There is precedent for this cross-agency collaboration. Starting in 2014, the Combating Terrorism Technical Support Office (CTTSO) developed a dual ground and air radar for the Customs Border Patrol to track dismounted illegal immigrants, associated land vehicles and aerial drug transport vehicles such as ultralights that were illegally crossing the southwest border. The Man-portable Aerial Radar System – Kit (MARS-K) was then further developed by CTTSO, in conjunction with DoD operators, adding optics and jammers to make the first C-UAS system known as the Man-portable Anti-Drone System Kit (MADS-K). This is good example of how DoD and CBP have worked together to develop technologies used by operators in both organizations.

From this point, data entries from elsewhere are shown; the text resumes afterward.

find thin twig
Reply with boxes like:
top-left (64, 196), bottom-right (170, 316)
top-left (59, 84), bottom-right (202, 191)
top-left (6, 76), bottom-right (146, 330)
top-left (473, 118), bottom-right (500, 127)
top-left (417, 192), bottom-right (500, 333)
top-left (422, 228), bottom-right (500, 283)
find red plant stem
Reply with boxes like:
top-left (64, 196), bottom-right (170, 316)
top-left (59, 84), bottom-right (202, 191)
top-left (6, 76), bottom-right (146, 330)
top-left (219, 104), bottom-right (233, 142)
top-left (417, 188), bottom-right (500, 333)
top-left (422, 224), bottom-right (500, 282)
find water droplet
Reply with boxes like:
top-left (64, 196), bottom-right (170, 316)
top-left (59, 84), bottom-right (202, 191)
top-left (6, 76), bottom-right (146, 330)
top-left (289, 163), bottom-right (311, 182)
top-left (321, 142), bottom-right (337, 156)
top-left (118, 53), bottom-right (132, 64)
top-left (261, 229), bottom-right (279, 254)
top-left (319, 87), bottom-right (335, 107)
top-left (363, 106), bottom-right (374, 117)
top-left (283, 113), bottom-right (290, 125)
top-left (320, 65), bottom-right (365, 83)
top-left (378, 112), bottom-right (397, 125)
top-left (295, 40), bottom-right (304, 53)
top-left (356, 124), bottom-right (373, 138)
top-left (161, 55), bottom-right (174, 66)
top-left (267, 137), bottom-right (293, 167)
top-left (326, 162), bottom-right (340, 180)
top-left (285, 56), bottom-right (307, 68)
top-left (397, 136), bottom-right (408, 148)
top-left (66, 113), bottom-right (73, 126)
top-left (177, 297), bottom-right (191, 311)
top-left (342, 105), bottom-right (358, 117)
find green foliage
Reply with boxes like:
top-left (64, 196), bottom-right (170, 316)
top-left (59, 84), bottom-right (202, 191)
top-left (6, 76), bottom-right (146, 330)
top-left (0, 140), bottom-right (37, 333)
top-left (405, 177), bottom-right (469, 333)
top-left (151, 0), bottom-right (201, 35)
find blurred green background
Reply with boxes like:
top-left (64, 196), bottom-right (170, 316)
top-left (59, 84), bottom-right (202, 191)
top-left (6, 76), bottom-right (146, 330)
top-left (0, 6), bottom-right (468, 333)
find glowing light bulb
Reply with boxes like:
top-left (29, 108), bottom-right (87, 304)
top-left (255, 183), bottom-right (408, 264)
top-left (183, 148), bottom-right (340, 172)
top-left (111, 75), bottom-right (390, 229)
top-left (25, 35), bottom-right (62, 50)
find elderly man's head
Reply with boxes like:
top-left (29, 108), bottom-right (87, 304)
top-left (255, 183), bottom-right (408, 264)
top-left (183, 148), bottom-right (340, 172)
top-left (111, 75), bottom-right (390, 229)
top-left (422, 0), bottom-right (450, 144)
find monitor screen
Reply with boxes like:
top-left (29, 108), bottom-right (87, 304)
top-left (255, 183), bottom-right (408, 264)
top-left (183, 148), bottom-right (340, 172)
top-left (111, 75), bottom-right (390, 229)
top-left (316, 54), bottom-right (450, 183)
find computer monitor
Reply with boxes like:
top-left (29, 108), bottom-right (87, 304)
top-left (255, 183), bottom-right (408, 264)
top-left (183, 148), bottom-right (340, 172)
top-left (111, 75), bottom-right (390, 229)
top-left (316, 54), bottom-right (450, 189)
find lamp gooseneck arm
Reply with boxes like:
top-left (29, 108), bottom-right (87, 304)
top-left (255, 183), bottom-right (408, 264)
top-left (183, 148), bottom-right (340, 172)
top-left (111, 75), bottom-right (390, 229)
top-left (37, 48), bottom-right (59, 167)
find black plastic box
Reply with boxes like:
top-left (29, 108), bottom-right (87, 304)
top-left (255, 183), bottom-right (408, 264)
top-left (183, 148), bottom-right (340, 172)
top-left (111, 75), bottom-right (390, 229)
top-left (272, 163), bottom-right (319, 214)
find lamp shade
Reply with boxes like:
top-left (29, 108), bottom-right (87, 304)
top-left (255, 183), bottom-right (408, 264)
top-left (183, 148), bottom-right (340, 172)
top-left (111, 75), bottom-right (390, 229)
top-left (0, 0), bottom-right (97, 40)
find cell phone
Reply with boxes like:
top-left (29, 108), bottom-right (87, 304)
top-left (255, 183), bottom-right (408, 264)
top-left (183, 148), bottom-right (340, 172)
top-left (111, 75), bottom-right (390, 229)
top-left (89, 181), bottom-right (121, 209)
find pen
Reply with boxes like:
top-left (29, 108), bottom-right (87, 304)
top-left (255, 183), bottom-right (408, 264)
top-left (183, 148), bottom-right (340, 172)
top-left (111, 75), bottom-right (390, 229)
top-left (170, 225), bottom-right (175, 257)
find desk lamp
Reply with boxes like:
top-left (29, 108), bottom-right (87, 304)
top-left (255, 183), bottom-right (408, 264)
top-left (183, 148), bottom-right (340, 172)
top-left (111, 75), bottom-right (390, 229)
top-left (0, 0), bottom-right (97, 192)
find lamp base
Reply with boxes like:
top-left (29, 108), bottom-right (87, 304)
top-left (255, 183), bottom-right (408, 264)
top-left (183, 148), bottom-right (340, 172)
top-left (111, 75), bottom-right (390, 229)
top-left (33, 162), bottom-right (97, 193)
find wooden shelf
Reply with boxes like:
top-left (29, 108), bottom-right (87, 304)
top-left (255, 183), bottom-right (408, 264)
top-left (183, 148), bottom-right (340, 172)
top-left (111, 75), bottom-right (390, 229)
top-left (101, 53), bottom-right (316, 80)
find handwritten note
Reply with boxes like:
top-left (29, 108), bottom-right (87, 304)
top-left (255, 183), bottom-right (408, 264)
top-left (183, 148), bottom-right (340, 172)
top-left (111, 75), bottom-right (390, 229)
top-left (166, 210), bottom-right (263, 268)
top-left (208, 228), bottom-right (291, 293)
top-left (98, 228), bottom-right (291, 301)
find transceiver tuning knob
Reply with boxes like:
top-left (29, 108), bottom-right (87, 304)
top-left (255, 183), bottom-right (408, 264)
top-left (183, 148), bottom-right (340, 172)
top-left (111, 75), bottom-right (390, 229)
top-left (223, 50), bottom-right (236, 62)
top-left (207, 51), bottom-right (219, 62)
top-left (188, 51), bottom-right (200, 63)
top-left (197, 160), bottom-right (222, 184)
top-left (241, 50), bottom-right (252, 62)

With strong support from the administration, Congress and the Federal Reserve to reinvigorate the U.S. economy and employment as a result of COVID-19, discretionary funding is going to become both limited and critical. Looking for cross-agency opportunities to collaborate on programs, thereby creating program savings, is going to become essential going forward.
Some of the game-changing technologies the Border Patrol enjoys, and DoD should consider adopting, include:
- Integrated Fixed Towers: The IFT system provides detection and identification of items of interest enabling Border Patrol agents to more efficiently and effectively respond to border incursions. Each IFT consists of a tower equipped with a suite of sensors including radar, electro-optical and infrared surveillance cameras, necessary power generation and communications equipment, capable of continuously detecting and tracking items of interest
- Autonomous Relocatable Towers: These trailer-mounted surveillance towers are the latest high-tech innovation that Border Patrol agents are looking to in order to help them patrol the Southwest border, agency officials said. These are mobile versions of the IFT, using the same sensor payloads equipped by the fixed-towers and can support multi-missions
- Mobile Modular Surveillance Systems (M2S2): These are vehicular systems that also leverage the radar, optics (day & night), laser range finders, and the same communications equipment use by IFT and the relocatable towers to continuously detect and track people and vehicles of interest. Mounted in pickup trucks with an extended lift system, these vehicles provide extended coverage and rapid relocation for CBP agents. These systems are well suited for monitoring hard-to-reach locations or areas with special environmental sensitivity
- Command & Control (C2) Centers: Sensors provide a common operating picture that correlates and displays all items of interest detected from one or many inputs along the border. Automation techniques that utilize artificial intelligence (AI) facilitate identification and classification of the intrusion detected by the sensors. The results are automatically presented to the agent dispatch systems and communicated to the agents in the field on wireless devices. The goal is to only present the information which requires attention so agents can accurately and efficiently respond and resolve border incursions
- Tunneling detection: This technology provides capabilities to detect and locate clandestine tunnels and the ability to perform forensic analysis of a detected tunnel to support investigations and prosecution. This enhanced capability will keep hundreds of tons of drugs off U.S. streets while saving thousands of CBP labor hours. For example, the Advanced Technology Systems Company has been supporting U.S. Central Command with tunnel detection border surveillance technologies. ATSC’s Intelligent Fiber-Optic Intrusion Detection System deploys buried fiber optic cables to detect, localize and identify multiple intrusions.
As the defense budget presumably shrinks in the wake of the massive government spending used to battle the COVID-19 pandemic, DoD and DHS should take every opportunity to collaborate, with an eye towards saving money by cross-agency collaboration, and cooperatively building new technologies needed to counter existing and future U.S. infrastructure protection challenges.